If you can keep track of who owns vermont castings on a year to year basis and you can buy it from someplace that will continue selling/servicing the stove, the Radiance is a decent model.  There are a half dozen manufacturers I would buy/sell before VC but it aint so bad.  Gas stoves are fairly simple and easy to work on.


----------



## patahdays (Feb 27, 2010)

Thanks - hopefully it will be easy to install and operate.  The dealer that they are buying from subs out the installation.


----------



## cdnxj (Sep 29, 2010)

Did you parents end up with the Radiance?  Any feedback on how its performing?


----------



## peedenmark7 (Oct 22, 2010)

we were looking at new VC units before finding our berkshire... 
we were sold on the VC but were told by several dealers that the company has been bought and sold a few times and that the castings are junk today, so that ended that.
to bad really as they are nice looking units.

if we add another heater, it will be another berkshire , that or  the jotul 600dv or maybe that fancy new $4k jotul standing model.


----------



## Trouthead (Oct 30, 2010)

Franks said:
			
		

> There are a half dozen manufacturers I would buy/sell before VC but it aint so bad.  Gas stoves are fairly simple and easy to work on.

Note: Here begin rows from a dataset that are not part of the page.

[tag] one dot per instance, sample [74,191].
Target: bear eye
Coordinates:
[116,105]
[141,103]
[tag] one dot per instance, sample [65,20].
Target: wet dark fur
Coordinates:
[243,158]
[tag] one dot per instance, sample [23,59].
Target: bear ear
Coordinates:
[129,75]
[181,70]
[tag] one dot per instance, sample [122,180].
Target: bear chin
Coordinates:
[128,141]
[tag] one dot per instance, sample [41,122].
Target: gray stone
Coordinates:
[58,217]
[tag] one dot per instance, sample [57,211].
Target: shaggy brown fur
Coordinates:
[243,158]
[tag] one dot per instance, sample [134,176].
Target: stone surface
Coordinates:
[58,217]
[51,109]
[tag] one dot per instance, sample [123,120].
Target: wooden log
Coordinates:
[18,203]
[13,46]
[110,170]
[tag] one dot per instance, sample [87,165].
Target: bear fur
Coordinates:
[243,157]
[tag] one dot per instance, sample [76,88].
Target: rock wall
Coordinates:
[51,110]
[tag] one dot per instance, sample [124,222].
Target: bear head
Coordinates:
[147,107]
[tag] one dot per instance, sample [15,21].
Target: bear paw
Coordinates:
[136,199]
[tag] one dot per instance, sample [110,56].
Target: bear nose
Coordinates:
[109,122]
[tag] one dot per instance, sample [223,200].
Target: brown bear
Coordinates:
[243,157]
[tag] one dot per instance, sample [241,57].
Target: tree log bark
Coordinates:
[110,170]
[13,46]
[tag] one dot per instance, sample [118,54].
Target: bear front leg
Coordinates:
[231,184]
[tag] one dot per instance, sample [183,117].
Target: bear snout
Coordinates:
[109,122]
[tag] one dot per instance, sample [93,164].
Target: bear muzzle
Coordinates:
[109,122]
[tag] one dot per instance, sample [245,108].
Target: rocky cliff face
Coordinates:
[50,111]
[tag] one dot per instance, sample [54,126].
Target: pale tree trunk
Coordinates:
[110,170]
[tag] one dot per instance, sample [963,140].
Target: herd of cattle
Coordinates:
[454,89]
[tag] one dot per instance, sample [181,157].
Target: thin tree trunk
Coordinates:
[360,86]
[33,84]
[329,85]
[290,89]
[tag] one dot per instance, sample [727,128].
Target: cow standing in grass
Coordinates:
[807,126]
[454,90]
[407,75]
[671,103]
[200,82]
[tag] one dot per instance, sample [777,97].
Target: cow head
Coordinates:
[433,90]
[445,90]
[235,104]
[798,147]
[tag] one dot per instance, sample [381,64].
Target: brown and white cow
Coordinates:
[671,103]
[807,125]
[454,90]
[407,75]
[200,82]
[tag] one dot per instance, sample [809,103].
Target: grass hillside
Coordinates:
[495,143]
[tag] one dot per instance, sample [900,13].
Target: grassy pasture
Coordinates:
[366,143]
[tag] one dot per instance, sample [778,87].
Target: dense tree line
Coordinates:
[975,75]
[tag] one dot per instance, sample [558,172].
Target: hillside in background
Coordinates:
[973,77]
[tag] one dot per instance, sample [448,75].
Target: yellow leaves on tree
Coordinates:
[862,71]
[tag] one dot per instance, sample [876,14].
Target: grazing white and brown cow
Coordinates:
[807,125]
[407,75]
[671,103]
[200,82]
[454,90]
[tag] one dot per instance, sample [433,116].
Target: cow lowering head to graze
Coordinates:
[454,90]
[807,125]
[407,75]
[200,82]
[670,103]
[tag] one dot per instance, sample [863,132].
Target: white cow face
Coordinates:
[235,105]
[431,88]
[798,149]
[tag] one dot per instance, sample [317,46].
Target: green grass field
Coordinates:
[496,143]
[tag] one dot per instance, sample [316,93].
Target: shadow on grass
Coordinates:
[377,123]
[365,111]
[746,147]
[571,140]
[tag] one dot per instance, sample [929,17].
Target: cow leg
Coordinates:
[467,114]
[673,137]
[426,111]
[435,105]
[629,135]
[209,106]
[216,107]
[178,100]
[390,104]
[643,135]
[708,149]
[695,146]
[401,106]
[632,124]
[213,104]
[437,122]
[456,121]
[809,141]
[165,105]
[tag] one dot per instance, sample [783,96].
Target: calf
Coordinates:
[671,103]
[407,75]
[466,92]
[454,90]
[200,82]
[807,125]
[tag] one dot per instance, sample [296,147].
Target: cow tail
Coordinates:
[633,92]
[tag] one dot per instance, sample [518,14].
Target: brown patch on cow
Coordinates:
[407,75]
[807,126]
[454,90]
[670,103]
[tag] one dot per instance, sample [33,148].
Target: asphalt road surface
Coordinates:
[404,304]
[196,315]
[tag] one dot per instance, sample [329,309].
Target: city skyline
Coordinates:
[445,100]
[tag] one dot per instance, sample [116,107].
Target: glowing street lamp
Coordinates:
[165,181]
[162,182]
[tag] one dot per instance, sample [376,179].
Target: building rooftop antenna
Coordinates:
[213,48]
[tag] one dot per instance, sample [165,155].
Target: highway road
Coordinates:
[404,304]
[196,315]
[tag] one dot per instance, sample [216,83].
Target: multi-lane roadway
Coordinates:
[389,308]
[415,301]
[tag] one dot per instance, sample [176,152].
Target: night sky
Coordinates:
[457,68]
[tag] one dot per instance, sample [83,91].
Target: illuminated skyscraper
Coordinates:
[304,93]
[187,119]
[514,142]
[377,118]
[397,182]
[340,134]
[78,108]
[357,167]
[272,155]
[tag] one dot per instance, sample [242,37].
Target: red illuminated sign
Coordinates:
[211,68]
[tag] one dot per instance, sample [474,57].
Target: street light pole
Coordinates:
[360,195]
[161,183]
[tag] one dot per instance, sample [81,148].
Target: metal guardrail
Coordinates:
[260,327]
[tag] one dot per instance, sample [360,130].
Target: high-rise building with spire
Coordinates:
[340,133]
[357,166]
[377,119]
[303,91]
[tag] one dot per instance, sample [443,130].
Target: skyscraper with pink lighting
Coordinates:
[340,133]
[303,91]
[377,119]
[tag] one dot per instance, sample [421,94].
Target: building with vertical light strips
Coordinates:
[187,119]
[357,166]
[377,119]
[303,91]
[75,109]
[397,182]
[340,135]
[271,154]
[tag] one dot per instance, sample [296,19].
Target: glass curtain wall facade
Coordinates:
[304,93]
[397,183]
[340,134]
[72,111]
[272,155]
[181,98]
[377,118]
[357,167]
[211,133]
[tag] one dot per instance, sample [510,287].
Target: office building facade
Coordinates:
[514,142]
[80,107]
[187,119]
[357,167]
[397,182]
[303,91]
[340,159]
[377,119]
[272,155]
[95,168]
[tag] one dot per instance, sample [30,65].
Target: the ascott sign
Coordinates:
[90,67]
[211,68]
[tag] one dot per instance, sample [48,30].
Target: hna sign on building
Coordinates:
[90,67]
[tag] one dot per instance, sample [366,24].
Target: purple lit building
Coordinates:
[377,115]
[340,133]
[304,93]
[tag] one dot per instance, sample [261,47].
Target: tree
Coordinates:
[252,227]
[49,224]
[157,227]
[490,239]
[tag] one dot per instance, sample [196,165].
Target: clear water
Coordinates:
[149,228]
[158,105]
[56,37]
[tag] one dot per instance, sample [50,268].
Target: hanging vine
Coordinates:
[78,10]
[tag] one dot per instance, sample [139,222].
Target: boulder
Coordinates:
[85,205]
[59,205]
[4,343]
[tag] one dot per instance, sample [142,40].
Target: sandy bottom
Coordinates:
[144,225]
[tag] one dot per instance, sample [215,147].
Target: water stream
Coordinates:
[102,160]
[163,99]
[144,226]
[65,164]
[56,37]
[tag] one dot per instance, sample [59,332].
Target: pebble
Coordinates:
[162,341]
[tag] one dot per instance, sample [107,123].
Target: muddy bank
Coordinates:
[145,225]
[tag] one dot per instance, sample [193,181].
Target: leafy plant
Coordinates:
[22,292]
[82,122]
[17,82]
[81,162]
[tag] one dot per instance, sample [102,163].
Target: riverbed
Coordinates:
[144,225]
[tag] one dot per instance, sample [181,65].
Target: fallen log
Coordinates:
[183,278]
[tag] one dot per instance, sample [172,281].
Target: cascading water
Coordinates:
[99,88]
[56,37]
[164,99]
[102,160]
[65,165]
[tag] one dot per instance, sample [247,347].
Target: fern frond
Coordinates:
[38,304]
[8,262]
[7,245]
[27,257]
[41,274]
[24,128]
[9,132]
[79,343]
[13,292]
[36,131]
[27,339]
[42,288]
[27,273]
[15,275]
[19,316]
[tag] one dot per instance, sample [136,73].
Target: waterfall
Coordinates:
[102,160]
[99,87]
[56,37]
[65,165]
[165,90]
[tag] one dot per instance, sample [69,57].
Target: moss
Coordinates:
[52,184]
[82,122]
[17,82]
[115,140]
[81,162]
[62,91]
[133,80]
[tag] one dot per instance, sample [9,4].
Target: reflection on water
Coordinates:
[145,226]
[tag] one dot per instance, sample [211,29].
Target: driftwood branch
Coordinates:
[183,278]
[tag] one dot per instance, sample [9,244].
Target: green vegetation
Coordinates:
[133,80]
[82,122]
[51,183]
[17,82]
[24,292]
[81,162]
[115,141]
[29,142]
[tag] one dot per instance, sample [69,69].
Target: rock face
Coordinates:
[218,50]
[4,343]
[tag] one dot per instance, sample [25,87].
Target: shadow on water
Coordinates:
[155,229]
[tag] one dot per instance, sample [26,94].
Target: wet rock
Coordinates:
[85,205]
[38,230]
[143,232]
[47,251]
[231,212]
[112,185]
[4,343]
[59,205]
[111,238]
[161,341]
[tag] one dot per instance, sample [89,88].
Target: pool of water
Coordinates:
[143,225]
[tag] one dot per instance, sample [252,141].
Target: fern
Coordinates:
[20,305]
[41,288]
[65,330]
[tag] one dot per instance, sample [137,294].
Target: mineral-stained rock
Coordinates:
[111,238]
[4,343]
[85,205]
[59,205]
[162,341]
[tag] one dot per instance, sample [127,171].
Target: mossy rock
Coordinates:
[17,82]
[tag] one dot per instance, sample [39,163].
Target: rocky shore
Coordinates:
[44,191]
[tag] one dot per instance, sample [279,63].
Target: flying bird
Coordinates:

Which ones would you buy over Vermont Casting?


----------



## DAKSY (Oct 31, 2010)

Trouthead said:
			
		

> Franks said:
> 
> 
> 
> ...



For traditional looks, my choice would be a Jotul, hands down, but Franks may say otherwise...
If I were to go for a contemporary unit, I'd probably go for a Regency U39...Kick ass heater...


----------



## cdnxj (Nov 4, 2010)

My VC Radiance is hooked up and running great.  My propane supplier installed a 420 lb tank with 100 litres of propane to get me started.  After a few initial hiccups, pilot blowing out twice (i think orifice must have been plugged a bit) its running perfectly.  Bought it second hand so I wasnt sure what to expect.  Nice yellow flame, blue flame right at the burner.  Had some nice test runs, boy does it crank out the heat.  Without the blower and the dial set to low the house went from 68 to 80 degrees in around an hour (1200 sq ft main level).  Bye bye baseboards and the insane monthly hydro bills.  And I was just getting into the grove of starting a fire in my Security built-in-stove every night.  Either way we won't be cold this winter


----------



## Gzloom (Oct 29, 2012)

cdnxj said:


> My VC Radiance is hooked up and running great. My propane supplier installed a 420 lb tank with 100 litres of propane to get me started. After a few initial hiccups, pilot blowing out twice (i think orifice must have been plugged a bit) its running perfectly. Bought it second hand so I wasnt sure what to expect. Nice yellow flame, blue flame right at the burner. Had some nice test runs, boy does it crank out the heat. Without the blower and the dial set to low the house went from 68 to 80 degrees in around an hour (1200 sq ft main level). Bye bye baseboards and the insane monthly hydro bills. And I was just getting into the grove of starting a fire in my Security built-in-stove every night. Either way we won't be cold this winter


Hi You've had your vermont castings for 2 years. I am interested in the same stove. Are you happy? Cons??  Thanks  George


----------